‘Second-class citizens’ after EEC
The Nation 24 April 2017 | Pratch Rujivanarom
Academic warns of Massive land grabs in three provinces; privileges for foreign investors likened to pre1997 Hong Kong
AN ACADEMIC has voiced concerns over privileges to be granted to foreign investors under the proposed Eastern Economic Corridor (EEC) legislation, especially in regard to 99-year land leases.
Somnuck Jongmeewasin, a lecturer at Silpakorn University’s International College, said local people could end up being treated as “second-class citizens”, as there will be many exemptions to Thai law and regulations under the EEC bill.
Earlier last week, Cabinet approved in principle the EEC bill, which will be reviewed by the Council of the State before being considered by the National Legislative Assembly.
Critics have expressed worries over the long 99-year land leases that would be allowed to encourage foreign investors to invest and do business in special economic zones designated under the EEC Bill.
Somnuck said more than 100 Thai laws and regulations would be amended or suspended in order to facilitate foreign investment under the bill so that foreign businesses can enjoy special privileges in Thai territory.
“This will be just like Hong Kong in the colonial era. Thai laws will not be fully enforced within the special economic zones under the EEC Bill and local people could be downgraded to be just second-class citizens,” Somnuck said.

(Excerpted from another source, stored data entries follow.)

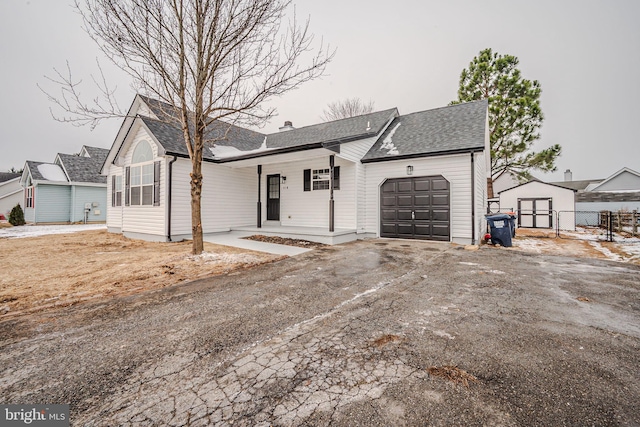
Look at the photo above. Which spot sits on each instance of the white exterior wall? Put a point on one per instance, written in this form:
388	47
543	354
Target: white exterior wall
80	195
229	197
480	194
301	208
11	194
147	220
355	151
454	168
505	181
562	200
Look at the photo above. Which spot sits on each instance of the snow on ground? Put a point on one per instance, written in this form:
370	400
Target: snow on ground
606	252
42	230
628	248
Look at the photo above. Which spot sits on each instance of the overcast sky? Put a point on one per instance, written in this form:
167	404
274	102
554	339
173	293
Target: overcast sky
405	54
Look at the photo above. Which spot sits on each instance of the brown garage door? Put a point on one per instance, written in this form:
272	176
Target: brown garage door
415	208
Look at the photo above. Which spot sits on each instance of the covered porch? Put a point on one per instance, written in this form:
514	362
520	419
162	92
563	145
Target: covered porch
308	195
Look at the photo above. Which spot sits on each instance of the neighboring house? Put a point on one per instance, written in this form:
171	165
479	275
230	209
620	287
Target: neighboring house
70	189
417	176
10	192
504	181
539	205
620	191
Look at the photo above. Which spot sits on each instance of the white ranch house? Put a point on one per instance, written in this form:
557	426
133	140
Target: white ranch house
417	176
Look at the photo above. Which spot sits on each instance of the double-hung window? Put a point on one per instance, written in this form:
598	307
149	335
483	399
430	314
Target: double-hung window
116	190
29	198
319	179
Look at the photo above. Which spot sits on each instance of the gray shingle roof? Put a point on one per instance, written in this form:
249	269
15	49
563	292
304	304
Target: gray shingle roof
169	134
8	176
351	128
456	128
97	154
83	169
577	185
33	168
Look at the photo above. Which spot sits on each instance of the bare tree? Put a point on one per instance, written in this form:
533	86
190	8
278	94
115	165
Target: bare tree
349	107
211	59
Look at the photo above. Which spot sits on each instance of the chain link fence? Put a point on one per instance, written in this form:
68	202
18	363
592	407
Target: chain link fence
597	225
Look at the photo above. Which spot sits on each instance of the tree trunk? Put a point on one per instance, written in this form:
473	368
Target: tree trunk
196	211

“Under this bill, around 10 laws and more than 100 articles will be waived for the establishment of the EEC and this will eliminate some legal protections in regard to the rights of Thai citizens.”

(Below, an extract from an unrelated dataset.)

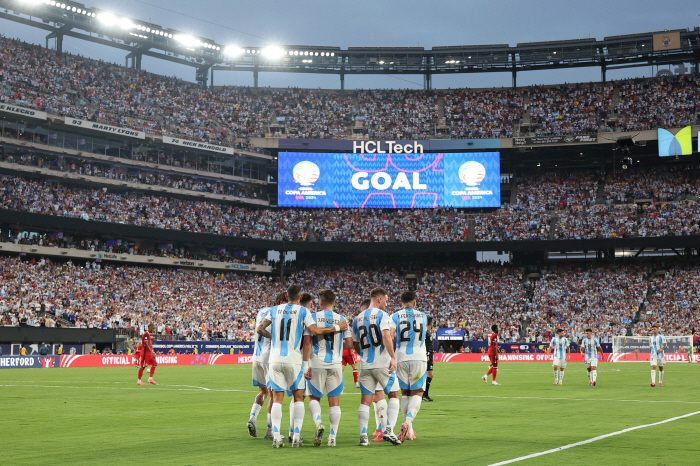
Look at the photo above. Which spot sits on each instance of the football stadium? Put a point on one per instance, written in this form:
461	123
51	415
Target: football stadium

The government’s plan is to offer up to 631,000 rai (100,960 hectares) of land in the three eastern provinces of Chachoengsao, Chon Buri and Rayong to attract foreign investors, with laws and regulations waived in order to extend more privileges to foreign investors.
“If local people are lucky enough not to be driven from their land for special economic zone development, they will find themselves alienated in their own homeland, as all the regulations and resources will only provide benefits for foreign investors,” he said.
The order by the National Council for Peace and Order to waive city planning rules within special economic zones is still in effect, so the EEC committee can choose any land within the three provinces to develop special |economic zones regardless of municipal regulations.
Moreover, under to the EEC |Bill, Environmental Impact Assessments (EIAs) would be conducted by a separate team of specialists focusing exclusively on the EEC, which raises questions about EIA standards.
Aside from the large land grab from local people to accommodate foreign conglomerates, Somnuck said foreign investors would also enjoy privileges such as tax exemptions for banking, renting property and buying residences inside the EEC zones.
“This means that there will be entirely new cities for foreign investors including housing, commercial areas, hospitals and international colleges. They will not only be industrial parks like before,” he said.
“Foreign investors can also trade using foreign currencies directly without having to exchange it into Thai baht within the EEC areas.”
Many have said the EEC Bill will boost the region and country, but Somnuck said the policy was unlikely to lead to true economic development because foreign investors could bring in specialists and experienced workers from other countries. “Not only we will not learn from their technology, foreign investors can also set up in industries that we are good at, such as agricultural processing or tourism, and compete with our businesses,” he said.